"Bu, ini kok ada ulat di ikan."
"Ah, masa, Mas?"
"Lha, ini, Bu. ada," Saya menyodorkan piring dengan ikan yang mempunyai ulat di kepala ikan tersebut.
Dengan santainya, sang ibu mengambil ulat dengan tangan, lalu berkata, "Mungkin sendok yang ibu pakai tadi jatuh ke tanah, jadi ulatnya lengket di ikan. Mau ganti ikannya, Mas?"

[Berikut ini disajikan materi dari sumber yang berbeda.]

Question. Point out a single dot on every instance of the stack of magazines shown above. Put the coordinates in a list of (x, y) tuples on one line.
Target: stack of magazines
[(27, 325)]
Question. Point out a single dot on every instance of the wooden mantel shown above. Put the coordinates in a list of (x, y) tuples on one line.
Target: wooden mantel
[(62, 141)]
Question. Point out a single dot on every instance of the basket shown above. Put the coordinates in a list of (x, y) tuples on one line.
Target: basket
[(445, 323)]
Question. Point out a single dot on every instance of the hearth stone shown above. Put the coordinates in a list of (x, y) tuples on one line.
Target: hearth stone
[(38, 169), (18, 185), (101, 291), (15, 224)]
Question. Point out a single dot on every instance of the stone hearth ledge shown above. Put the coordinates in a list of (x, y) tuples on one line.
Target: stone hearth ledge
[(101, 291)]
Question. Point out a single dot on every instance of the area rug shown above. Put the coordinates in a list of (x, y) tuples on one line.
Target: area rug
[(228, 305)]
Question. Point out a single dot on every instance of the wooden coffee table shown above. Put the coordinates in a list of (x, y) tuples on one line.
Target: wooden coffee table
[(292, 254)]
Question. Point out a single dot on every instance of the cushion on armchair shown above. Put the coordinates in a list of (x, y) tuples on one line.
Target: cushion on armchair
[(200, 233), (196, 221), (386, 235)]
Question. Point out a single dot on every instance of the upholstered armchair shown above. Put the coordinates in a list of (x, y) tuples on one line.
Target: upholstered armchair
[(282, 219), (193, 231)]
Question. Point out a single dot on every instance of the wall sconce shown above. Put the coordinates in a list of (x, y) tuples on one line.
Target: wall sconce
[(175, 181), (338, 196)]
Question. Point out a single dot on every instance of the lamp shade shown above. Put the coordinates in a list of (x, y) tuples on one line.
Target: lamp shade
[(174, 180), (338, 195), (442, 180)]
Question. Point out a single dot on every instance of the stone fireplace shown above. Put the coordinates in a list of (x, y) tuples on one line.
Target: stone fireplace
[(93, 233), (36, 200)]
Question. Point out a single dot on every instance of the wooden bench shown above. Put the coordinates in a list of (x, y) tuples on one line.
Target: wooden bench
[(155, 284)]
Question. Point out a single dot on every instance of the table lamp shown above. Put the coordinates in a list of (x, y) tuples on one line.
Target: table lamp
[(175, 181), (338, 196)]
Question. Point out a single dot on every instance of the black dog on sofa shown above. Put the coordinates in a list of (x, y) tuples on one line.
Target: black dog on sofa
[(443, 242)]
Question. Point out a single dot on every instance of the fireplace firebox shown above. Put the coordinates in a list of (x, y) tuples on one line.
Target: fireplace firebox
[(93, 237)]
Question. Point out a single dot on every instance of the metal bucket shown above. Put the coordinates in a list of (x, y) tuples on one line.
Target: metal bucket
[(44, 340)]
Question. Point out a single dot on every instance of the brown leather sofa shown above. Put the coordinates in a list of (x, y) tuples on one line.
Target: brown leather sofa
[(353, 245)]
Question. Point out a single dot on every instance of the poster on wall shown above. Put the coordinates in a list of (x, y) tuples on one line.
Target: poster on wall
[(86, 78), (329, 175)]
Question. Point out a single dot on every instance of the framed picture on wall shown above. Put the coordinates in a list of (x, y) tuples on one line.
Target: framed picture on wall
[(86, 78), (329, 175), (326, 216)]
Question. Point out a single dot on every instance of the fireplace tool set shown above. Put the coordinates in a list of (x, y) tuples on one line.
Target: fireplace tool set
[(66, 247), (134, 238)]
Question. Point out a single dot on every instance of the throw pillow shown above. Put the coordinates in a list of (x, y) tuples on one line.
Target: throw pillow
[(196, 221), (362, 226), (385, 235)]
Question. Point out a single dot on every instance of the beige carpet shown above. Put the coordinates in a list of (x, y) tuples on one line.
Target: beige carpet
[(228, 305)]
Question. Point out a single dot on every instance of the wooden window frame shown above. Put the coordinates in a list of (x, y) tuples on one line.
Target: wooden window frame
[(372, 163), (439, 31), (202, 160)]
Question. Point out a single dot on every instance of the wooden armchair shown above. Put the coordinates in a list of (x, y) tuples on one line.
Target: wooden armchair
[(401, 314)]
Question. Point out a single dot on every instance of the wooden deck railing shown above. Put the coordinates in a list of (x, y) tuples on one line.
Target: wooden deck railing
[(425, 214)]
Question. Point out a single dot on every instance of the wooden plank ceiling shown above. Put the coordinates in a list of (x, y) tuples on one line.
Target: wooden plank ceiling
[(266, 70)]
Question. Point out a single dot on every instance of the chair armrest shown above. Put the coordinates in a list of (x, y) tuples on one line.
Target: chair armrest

Saya cuma geleng-geleng kepala dalam hati. Kok ya bisa, dengan entengnya si ibu bilang sendok untuk ambil ikan jatuh ke tanah, dan ulat itu tanpa sengaja nempel di sendok!
Selera makan saya pun jadi hilang seketika. "Tidak usah, Bu," Saya menjawab dengan sesopan mungkin dan kembali ke meja. Saya pura-pura menyendok, menguwir-nguwir nasi, tapi tidak sesuap pun yang mampir ke mulut.
Sekedar menunda waktu untuk segera angkat kaki.
Satu-dua menit cukup, air pun tak diminum, lalu membayar, meskipun sebenarnya saya mengharapkan nasi campur tadi gratis, karena ada bonus ulat yang tak diharapkan.
Si ibu seakan tak sadar, tetap mengenakan harga atas makanan yang sebenarnya tidak saya santap sama sekali.
Sampai sekarang, saya tak pernah kembali ke warung sang ibu. Kalau pun dia buka warung di tempat lain, saya tetap tidak akan makan atau membeli nasi di warungnya, karena kapok. Sang ibu bukannya sadar bahwa dia yang salah, malah membuat kesalahan fatal dengan menyalahkan ulat yang tak tahu diri menempel di sendok yang jatuh di tanah!
Kedua - Dimanfaatkan Orang Lain
Jangan langsung mengatakan 'ya' jika orang lain meminta bantuan.